A German Bible on an altar in a church, showing pews in the background.

Yehshua und Gott: Eine Biblisch-Theologische Untersuchung aus Sicht der Nazarener Juden

Einleitung

Die Beziehung zwischen Yehshua (dem Messias) und Gott ist eines der zentralsten Themen der Bibel und ein Schwerpunkt der Lehren der Nazarener Juden. Als Gemeinschaft, die sich strikt an die gesamte Schrift hält, lehnen wir die Trinitätslehre und das Konzept der Dreifaltigkeit ab, da diese weder aus der Bibel hervorgehen noch von den frühen Nazarenern, den ersten Jüngern Yehshuas, gelehrt wurden. Dieser Artikel zeigt auf, wie die Schrift Yehshua als Mittler, Sohn Gottes und vollkommenen Vertreter des Vaters darstellt, ohne ihn mit dem Vater gleichzusetzen.

Die Nazarener Juden berufen sich dabei auf die klaren Aussagen der Tora, der Propheten und des Neuen Testaments. Wir analysieren, wie die Missverständnisse um Yehshuas Rolle entstanden sind, wie die Trinitätslehre entwickelt wurde und welche biblischen Beweise diese Lehren widerlegen. Dabei ist es unser Ziel, die absolute Einheit Gottes („Echad“) zu verteidigen und Yehshuas einzigartige Stellung als von Gott gesandter Messias darzustellen.


Was bedeutet „Echad“ in der Bibel?

„Echad“ im Sch’ma Jisrael

Das wichtigste Glaubensbekenntnis Israels, das Sch’ma Jisrael, beginnt mit 5. Mose 6:4:

„Höre, Israel: Der HERR, unser Gott, der HERR ist eins (Echad).“

Das hebräische Wort „Echad“ (אחד) bedeutet „eins“, wird jedoch oft im Sinne von „vereint“ oder „eine komplexe Einheit“ verstanden. Es beschreibt die unteilbare Einheit Gottes, ohne Raum für eine Aufteilung in Personen zu lassen. Im biblischen Kontext betont „Echad“ die Exklusivität und Singularität Gottes, wie in Jesaja 44:6:

„So spricht der HERR, der König Israels, und sein Erlöser, der HERR der Heerscharen: Ich bin der Erste und ich bin der Letzte, und außer mir gibt es keinen Gott.“

Das Konzept der Einheit wird in der gesamten Schrift durchgängig betont. Yehshua selbst bezieht sich auf die Einheit mit Gott, ohne dabei die Vorstellung von mehreren Personen innerhalb der Gottheit zu fördern. Stattdessen wird seine Beziehung zu Gott als vollkommen harmonisch und übereinstimmend beschrieben.

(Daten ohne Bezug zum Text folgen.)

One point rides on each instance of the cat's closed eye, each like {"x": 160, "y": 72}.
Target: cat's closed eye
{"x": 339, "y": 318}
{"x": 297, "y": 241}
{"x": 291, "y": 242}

Einheit von Yehshua und dem Vater

Yehshua erklärte in Johannes 10:30:

„Ich und der Vater sind eins (griechisch: hen).“

Das griechische Wort „hen“ beschreibt hier eine Einheit im Willen, im Zweck und im Handeln, nicht jedoch eine Identität. Yehshuas eigene Worte in Johannes 14:28 machen dies deutlich:

„Denn mein Vater ist größer als ich.“

Diese Aussage zeigt, dass Yehshua und der Vater zwei unterschiedliche Entitäten sind, die in vollkommener Harmonie handeln, wobei der Vater die höchste Autorität besitzt. Diese Unterordnung wird weiter in Johannes 5:19 betont:

„Der Sohn kann nichts von sich selbst tun, sondern nur, was er den Vater tun sieht.“

„Echad“ in der Schöpfung: Mann und Frau

In 1. Mose 2:24 finden wir ein weiteres Beispiel für das Konzept von „Echad“:

„Darum wird ein Mann seinen Vater und seine Mutter verlassen und seiner Frau anhangen, und sie werden ein Fleisch sein (basar echad).“

Hier beschreibt „Echad“ die Einheit von Mann und Frau in der Ehe, wobei beide ihre Individualität behalten. Diese Einheit in Vielfalt zeigt, dass das biblische Konzept von Einheit keine Verschmelzung oder Aufhebung der Unterschiede bedeutet, sondern eine Harmonie und Kooperation.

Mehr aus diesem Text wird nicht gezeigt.